In conclusion, we have studied the inhibitory properties of the five currently marketed PPIs on P450 activities. Although the in vitro inhibitory properties of some of these compounds have been studied previously, this is the first complete study of all five compounds carried out and analyzed under the exact same experimental conditions. Due to the fact that these compounds are fully developed, approved by the regulatory authorities, found to have acceptable drug metabolism and pharmacokinetic properties, and are available for treatment of acid-related gastrointestinal disorders, the in vivo correlate of our in vitro data can at least partly be found in the public domain.

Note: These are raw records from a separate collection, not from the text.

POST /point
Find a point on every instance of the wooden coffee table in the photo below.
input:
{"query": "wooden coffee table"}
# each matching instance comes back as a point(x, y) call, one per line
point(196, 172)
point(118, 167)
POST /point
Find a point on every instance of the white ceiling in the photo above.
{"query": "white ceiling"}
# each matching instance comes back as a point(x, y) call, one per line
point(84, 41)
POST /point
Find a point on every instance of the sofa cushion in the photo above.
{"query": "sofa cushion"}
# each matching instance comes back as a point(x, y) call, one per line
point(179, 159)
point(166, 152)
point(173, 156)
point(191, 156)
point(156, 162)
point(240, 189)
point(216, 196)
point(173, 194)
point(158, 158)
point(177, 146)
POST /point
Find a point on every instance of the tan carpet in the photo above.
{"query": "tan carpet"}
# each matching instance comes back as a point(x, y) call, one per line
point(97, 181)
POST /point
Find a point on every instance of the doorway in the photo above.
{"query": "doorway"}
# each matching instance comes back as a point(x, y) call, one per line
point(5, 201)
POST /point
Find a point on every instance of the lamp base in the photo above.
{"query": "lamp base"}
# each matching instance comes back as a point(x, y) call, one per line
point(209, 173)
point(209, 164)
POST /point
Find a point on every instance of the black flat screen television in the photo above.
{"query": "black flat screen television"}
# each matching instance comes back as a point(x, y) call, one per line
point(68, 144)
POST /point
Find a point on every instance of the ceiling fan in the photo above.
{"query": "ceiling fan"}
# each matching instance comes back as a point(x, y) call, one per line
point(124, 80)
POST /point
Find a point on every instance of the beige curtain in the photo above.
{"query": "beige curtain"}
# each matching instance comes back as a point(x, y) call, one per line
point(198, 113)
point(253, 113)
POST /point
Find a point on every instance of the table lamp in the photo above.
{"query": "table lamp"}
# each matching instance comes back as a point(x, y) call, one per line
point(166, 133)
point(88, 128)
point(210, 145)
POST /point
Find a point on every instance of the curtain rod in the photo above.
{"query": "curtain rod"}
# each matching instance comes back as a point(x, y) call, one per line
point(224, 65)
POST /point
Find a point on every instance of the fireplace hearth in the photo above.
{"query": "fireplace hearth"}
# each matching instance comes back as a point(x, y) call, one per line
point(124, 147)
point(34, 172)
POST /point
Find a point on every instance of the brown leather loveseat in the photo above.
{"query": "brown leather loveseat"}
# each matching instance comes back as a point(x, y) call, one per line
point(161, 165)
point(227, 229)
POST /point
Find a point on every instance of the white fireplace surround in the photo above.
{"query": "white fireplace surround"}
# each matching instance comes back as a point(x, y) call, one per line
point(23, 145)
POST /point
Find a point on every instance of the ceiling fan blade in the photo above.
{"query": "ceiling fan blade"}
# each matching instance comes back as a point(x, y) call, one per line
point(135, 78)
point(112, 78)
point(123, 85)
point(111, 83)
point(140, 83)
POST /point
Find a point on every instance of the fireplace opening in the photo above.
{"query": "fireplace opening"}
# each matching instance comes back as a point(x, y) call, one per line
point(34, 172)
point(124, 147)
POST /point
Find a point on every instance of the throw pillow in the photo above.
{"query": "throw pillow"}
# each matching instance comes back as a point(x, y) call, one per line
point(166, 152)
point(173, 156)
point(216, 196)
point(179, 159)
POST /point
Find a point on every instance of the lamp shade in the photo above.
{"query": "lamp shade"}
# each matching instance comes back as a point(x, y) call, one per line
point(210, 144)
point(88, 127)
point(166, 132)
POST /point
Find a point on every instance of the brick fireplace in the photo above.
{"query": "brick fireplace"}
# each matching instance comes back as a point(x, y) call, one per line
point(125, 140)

However, the apparent lack of correlation between the in vivo DDIs reported and the predicted interaction potential from our in vitro studies may at least partly be explained by nonoptimal clinical study design or the simple fact that sufficient clinical data are not yet available. Thus, further studies are required to fully assess whether this in vitro inhibition of P450 enzymes could be a cause of concern during multidrug treatment.